You expect specific things as your loved ones get older: Hair changing colors, needing glasses, stories about “When I was your age”. Another change typically associated with aging is hearing loss. This happens for numerous reasons: Exposure to loud noises (whether job-related or from going to rock concerts when younger), medications that cause harm to structures inside of the ear (some forms of chemotherapy, for instance, have this side effect), or merely changes to the inner ear.
But you can’t just ignore the hearing impairment of an older friend or relative just because you expected it would occur. This is particularly true because you could simply begin to talk louder to compensate for the progressive hearing loss your loved one is going through. So you should be serious about hearing impairment and speak with your loved one and here are four reasons why.
1. Needless Risk is Caused by Hearing Loss
In a bigger building, smoke or fire alarms have a visual element (often a flashing light) along with being very loud, but the majority of residential alarms do not. People who suffer from hearing impairment can lose other less extreme day-to-day cues also: A doorbell, a phone call, or a car horn (which can also be unsafe). Minor inconveniences or even major dangers can be the result of diminished hearing.
2. Hearing Loss Has Been Linked to an Increased Risk of Cognitive Decline
A large meta-study found that age-related hearing loss had a statistically substantial association with mental decline and dementia. What the relationship exactly is, is debated, but withdrawal from social activity which leads to a reduced level of engagement and less stimulation for the brain is a leading idea. Another leading theory is that the brain has to work extra hard to try and fill in the missing auditory stimulus that’s lost with hearing loss, leaving less resources for mental function.
3. Hearing Loss Can be Expensive
If your family member is worried that addressing hearing issues could be costly, here’s a solid counterpoint: Neglected hearing loss can be costly to your finances for numerous reasons. For instance, research from 2016 that examined health care costs for a sample of 55- to 64-year-old adults revealed that individuals with untreated hearing loss spent, on average, 33% more on doctor’s bills. Why? One of the study’s authors proposed that individuals who suffer with hearing loss might skip preventative care because of difficulty communicating and thus end up with a hefty bill because a significant health problem wasn’t noticed sooner. Hearing loss is also connected to cognitive decline and numerous health problems, as other individuals have noted. Another point to consider: Your paycheck could be immediately impacted, if you haven’t already retired, because of a decrease in productivity caused by hearing loss.

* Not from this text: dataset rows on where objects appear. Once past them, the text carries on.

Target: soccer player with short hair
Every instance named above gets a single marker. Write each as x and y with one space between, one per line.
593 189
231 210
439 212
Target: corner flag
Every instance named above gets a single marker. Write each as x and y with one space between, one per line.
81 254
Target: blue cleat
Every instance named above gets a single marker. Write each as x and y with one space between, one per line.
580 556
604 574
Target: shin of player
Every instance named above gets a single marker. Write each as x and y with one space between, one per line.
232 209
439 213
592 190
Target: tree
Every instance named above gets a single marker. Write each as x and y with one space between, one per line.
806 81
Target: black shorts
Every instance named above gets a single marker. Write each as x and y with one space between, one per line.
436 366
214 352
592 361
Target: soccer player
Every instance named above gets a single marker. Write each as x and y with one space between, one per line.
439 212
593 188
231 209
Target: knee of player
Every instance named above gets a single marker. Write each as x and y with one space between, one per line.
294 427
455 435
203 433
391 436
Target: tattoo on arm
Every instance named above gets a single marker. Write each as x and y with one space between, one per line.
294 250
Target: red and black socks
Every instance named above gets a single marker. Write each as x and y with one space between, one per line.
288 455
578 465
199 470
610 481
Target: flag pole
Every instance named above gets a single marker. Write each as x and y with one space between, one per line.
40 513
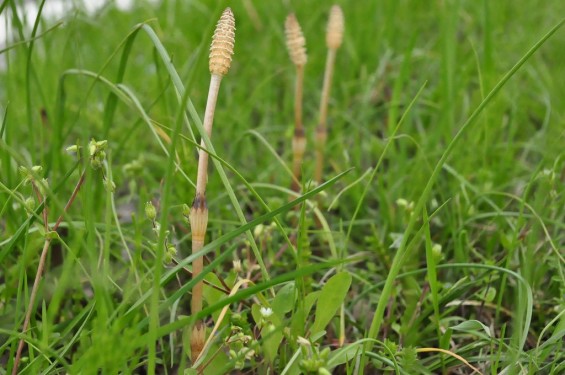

4. Hearing Loss is Linked to Depression
Trouble hearing can have emotional and mental health consequences, also. The anxiety and stress of not being able to hear others clearly will frequently cause withdrawal and isolation. Particularly with elderly people, a lack of social ties is linked to negative mental (and physical) health consequences. The good news: Social interaction will provoke less anxiety with treatment for hearing impairment and this will result in less depression. Individuals who use hearing aids to manage hearing impairment show fewer depression symptoms and are more socially active according to a study done by the National Council on Aging.
How You Can Help
Talk! Keep the conversation about hearing loss going with your family member. This can help with mental engagement, and it can also help supply a second set of ears (literally) assessing hearing. Though the reasons are debated, research has demonstrated that individuals older than 70 under-report hearing loss. The next step is to encourage the person with hearing loss to schedule an appointment with us. Having your hearing evaluated on a regular basis can help you grasp how your hearing is changing and can establish a baseline of your current hearing loss.